REPORT: BOND’s 8th Annual Conference for Fatherhood and Men–Honest Talk and Brotherhood

SEE OUR MEN’S CONFERENCE VIDEO PLAYLIST ON YOUTUBE

For the past 27 years, BOND, the Brotherhood Organization of A New Destiny has hosted successful events and conferences for men and families, and this year is no exception.

On Saturday, June 17th, 2017, BOND hosted our 8th Annual Conference for Fatherhood and Men and it was a huge success! Men of all ages and races from across the country attended the event during Father’s Day weekend.

The conference featured comedy, powerful and thought-provoking speakers and panel discussions, and a unique workshop led by BOND Founder and President, Rev.
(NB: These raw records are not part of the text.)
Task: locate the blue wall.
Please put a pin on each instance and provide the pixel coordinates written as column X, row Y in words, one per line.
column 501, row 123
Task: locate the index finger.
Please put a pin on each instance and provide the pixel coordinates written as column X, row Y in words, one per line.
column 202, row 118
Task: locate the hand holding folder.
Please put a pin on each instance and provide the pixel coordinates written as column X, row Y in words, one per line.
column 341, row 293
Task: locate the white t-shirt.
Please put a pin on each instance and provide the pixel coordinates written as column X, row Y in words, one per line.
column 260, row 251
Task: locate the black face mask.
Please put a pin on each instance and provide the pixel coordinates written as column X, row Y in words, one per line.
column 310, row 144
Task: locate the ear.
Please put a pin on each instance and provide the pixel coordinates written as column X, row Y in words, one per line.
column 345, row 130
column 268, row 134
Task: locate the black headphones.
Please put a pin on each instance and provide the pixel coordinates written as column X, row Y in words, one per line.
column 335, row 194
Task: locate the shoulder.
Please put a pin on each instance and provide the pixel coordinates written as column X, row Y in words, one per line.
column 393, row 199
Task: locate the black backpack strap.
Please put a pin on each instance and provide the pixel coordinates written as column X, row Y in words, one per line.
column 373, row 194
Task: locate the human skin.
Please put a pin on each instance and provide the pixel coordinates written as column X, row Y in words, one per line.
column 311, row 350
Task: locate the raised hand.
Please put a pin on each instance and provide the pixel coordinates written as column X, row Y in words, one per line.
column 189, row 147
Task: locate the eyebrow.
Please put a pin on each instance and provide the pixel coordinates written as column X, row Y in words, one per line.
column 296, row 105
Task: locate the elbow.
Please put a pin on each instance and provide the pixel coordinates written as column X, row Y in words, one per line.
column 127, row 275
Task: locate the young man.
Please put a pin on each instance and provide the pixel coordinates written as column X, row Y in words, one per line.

Jesse Lee Peterson.

The first panel featured CJ Johnson, CEO and Founder of Januel+Johnson—a Los Angeles based digital marketing agency; Robert Bakke, NASCAR driver, jet Captain and author; and Tim Alexander, filmmaker, father and family advocate.

(L-R: Jesse Lee Peterson, CJ Johnson, Robert Bakke, and Tim Alexander)

Jesse Lee Peterson peppered the panel with questions about the definition of manhood, marriage, parenting, anger, and more. One issue that provoked a lively exchange was the topic of blended families (stepfamilies). The question was asked whether it’s good for men to remarry and raise stepchildren. Interestingly, two of the panelists were divorced Christian men. One man had remarried and the other was engaged to a divorced woman with kids. These men expressed their strong support for “blended families.”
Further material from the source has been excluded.